A taste well worth acquiringA taste well worth acquiring
Then there's Natto... definitely an acquired taste, Natto is usually sold frozen in single-serve styrofoam trays. Thaw it out, mix with the small packet of mustard usually included, top with a raw Quail egg if you like, then eat with rice. The flavor is best described as "nutty"... which is being kind. It's said the true test of a foreigner who's become acclimated to living in Japan is whether they can eat Natto - even many Japanese can't stand the sticky-icky stuff!

  One notable finding of the National Cancer Center in Tokyo's study was that when it comes to genistein, too much of a good thing can be a bad thing. It seems that isoflavone compounds like genistein are best consumed in their natural form, not via powdered or encapsulated supplements. Overdoing it, in the words of the study, "may actually raise the risks of breast cancer". Just one more case where the natural way is most definitely the best way!
Mar 7, 2008
by Anonymous

Let's not forget about the phytoestrogens in soy products.

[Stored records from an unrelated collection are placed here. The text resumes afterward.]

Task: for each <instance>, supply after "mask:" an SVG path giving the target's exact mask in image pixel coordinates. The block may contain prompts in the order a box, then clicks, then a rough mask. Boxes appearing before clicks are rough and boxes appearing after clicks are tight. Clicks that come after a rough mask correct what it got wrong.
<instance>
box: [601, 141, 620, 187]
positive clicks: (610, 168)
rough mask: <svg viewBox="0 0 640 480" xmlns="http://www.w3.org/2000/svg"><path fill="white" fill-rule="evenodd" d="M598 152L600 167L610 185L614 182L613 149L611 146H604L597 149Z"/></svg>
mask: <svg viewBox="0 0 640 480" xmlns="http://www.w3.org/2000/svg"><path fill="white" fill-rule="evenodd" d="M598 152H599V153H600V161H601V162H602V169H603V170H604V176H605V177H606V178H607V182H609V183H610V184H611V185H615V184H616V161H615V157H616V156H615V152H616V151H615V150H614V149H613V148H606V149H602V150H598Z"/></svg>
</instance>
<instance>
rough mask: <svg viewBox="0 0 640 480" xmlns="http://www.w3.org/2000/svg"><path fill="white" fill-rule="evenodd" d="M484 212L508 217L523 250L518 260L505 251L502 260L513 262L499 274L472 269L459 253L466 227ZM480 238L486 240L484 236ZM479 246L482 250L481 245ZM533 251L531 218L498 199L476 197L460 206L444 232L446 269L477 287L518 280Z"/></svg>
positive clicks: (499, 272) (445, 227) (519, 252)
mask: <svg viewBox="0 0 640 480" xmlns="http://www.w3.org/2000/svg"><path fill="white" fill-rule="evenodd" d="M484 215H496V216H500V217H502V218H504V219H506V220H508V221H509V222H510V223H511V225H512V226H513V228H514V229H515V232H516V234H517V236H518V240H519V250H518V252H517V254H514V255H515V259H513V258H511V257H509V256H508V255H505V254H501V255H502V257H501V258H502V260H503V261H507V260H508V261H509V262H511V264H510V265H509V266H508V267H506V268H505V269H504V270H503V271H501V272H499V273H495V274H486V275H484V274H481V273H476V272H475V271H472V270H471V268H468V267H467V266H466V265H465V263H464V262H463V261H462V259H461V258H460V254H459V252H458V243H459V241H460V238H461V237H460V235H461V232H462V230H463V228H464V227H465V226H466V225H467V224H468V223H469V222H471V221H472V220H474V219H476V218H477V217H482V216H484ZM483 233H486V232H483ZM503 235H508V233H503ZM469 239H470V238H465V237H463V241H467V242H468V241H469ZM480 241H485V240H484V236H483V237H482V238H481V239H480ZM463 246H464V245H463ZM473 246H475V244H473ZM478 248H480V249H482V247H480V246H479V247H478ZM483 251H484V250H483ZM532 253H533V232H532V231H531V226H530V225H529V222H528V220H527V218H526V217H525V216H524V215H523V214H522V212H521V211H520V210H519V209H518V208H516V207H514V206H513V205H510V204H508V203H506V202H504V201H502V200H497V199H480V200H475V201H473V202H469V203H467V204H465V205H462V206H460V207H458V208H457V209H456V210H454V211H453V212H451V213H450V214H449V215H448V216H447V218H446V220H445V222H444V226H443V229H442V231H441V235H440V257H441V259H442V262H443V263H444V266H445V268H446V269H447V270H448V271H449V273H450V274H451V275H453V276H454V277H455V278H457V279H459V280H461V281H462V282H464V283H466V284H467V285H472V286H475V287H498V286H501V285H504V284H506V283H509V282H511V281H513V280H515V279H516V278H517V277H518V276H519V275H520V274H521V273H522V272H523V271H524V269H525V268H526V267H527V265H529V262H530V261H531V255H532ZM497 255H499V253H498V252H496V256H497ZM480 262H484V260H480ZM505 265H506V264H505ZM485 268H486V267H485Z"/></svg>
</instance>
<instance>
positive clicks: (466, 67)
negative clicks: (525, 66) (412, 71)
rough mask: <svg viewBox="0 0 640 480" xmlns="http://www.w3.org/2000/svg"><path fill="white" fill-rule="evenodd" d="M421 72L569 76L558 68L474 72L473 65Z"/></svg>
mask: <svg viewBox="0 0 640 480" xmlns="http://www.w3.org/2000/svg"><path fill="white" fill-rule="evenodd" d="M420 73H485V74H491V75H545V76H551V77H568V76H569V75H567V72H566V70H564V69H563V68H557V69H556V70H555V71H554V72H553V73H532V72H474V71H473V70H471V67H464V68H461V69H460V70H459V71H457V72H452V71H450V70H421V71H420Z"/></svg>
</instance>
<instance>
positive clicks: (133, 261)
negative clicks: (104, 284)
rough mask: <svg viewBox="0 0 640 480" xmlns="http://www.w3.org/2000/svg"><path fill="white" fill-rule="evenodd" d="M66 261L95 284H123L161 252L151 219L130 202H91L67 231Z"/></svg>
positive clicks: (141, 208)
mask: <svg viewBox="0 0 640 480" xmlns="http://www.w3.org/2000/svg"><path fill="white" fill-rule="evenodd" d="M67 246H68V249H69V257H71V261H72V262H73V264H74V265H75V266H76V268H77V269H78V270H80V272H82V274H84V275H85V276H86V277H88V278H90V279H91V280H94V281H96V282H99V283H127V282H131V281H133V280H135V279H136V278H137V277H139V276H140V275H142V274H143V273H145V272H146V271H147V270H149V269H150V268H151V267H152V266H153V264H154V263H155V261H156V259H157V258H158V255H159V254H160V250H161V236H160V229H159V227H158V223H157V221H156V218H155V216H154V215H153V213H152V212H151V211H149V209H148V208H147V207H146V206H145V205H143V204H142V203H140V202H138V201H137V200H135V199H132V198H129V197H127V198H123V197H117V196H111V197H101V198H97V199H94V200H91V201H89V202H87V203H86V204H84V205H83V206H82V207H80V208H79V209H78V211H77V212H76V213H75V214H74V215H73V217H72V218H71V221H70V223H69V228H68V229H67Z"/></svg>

Although I find the study to be of interest, let's not forget that soy products are a large source of phytoestrogens. The research regarding phytoestrogens, while somewhat conflicted, has shown that increased levels of phytoestrogens is a risk factor for developing breast cancer. I do believe that soy is a good source of protein, however I would never prescribe to one of my patients an increase of soy as a means to prevent cancer. The evidence is still not strong enough. Besides, Asian woman have already shown a lower tendency towards the development of breast cancer. Plus, there are so many other factors involved in the etiology of breast cancer that it's difficult to look at one risk factor and determine based solely on that whether or not one is at risk for developing it or not. In this case, I feel that the researchers have neglected to look at the bigger picture here. Especially when it comes to taking a comprehensive look at the all the research that has been done on soy products and any links to breast cancer. If the research fails to point out any of the possible negative outcomes of increasing one's intake of soy products, then I am led to believe that the research was improperly biased and thus the outcomes are not reliable. There is still much more research that needs to be done on this issue.

Thank you.

Phillip Shaw, D.C. L.Ac. BA BS Hpt

Mar 8, 2008
by Steve Levenstein
Steve Levenstein's picture

not a panacea...

Thank you Dr. Shaw, you are correct in cautioning that soy products are not a panacea when it comes to reducing the incidence of breast cancer. As i mentioned, consuming soy products beyond a certain amount can actually increase the incidence. Certainly more research needs to be done (and likely is), yet we can be heartened that in the case of soy products the indicators are for the most part very positive.

Mar 8, 2008
by Anonymous

Lived in Japan for 5 years

Natto isint that bad, its AWESOME with rice and egg, or by itself

Mar 10, 2008
by Anonymous


In china,TOFU is wonderful.In dIfferent place we have different TOFU.Though they taste different,they are all nice.TOFU can be cook with any other nice food.